Monday, January 28, 2013

Art Analysis 2

by guadi



image
source: DC



My other favorite fan art. This one is done using computer graphic. Yet, it has some elements of a traditional Chinese painting. 

-The monochromatic colors -- Black, white, and grey shades when combined can create a very zen-like, restrained and contemplative painting. This particular fan art oozes calmness, and very pleasing for the eyes. Here, you have a light grey background with varying shades of darkness to outline the dream landscape. 

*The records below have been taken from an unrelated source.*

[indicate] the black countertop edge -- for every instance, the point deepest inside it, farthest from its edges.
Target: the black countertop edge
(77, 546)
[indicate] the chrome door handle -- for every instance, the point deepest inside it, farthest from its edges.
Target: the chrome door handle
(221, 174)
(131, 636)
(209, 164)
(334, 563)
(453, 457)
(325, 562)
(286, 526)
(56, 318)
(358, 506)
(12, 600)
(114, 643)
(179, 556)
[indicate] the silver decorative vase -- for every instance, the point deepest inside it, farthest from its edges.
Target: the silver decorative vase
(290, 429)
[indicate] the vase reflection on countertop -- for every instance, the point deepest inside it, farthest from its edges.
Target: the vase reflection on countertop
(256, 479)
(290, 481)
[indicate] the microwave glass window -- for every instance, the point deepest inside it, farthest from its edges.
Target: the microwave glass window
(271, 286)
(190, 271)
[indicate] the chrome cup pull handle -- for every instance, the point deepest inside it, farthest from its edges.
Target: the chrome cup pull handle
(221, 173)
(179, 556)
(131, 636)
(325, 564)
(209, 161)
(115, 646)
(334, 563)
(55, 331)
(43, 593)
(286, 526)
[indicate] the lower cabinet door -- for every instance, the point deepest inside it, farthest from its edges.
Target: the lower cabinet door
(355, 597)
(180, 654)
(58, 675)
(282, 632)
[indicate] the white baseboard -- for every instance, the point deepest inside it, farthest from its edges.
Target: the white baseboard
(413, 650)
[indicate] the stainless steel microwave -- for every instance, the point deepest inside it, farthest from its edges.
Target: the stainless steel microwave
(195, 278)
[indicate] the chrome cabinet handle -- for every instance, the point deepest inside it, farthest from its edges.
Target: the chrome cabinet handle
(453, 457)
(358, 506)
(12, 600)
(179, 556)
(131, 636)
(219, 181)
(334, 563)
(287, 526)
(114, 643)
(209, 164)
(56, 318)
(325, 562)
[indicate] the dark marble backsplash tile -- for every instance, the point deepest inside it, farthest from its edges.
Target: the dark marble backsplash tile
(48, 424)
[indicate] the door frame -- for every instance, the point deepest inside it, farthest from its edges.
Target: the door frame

-Depth, Space and Composition -- There is very little spatial depth in this work. Here, you can see the foreground and the background placed on top of one another. It has a bit of depth through light shading around the figure and mountain outlines, but the objective here isn't to capture a realistic depiction of a visual space like in traditional western landscape painting. The aim is to trace the form of a landscape and a life within its boundary. What the artwork lacks in depth, it gives in space. The light grey expands its artistic vista, while the placement of each dark-shaded elements -- mountains, tree branches, daejang -- break the whole piece into three separate spaces. But since the colors are complementary, the composition of the art feels unified. 

It also gives separate focal points where the audience can gaze and grasp the emotion of this particular work. The lines are not linear, but of graceful curves to exploit movements of life living inside this art. You don't see symmetry here, except a reflection from the frozen pond. As if the reflection is meant to emphasize the transparency of this space. It's like the painting tells you daejang is fishing and the reflection reinforces that line of thought - he is fishing. But I think it's more of a nebulous view of a person, you see him in a contemplative state, but you don't know the depth of his thoughts. 

The overall tone is that of a person living in solitude - surrounded by mountain air and his own reflection. So lonely and peaceful, isn't it?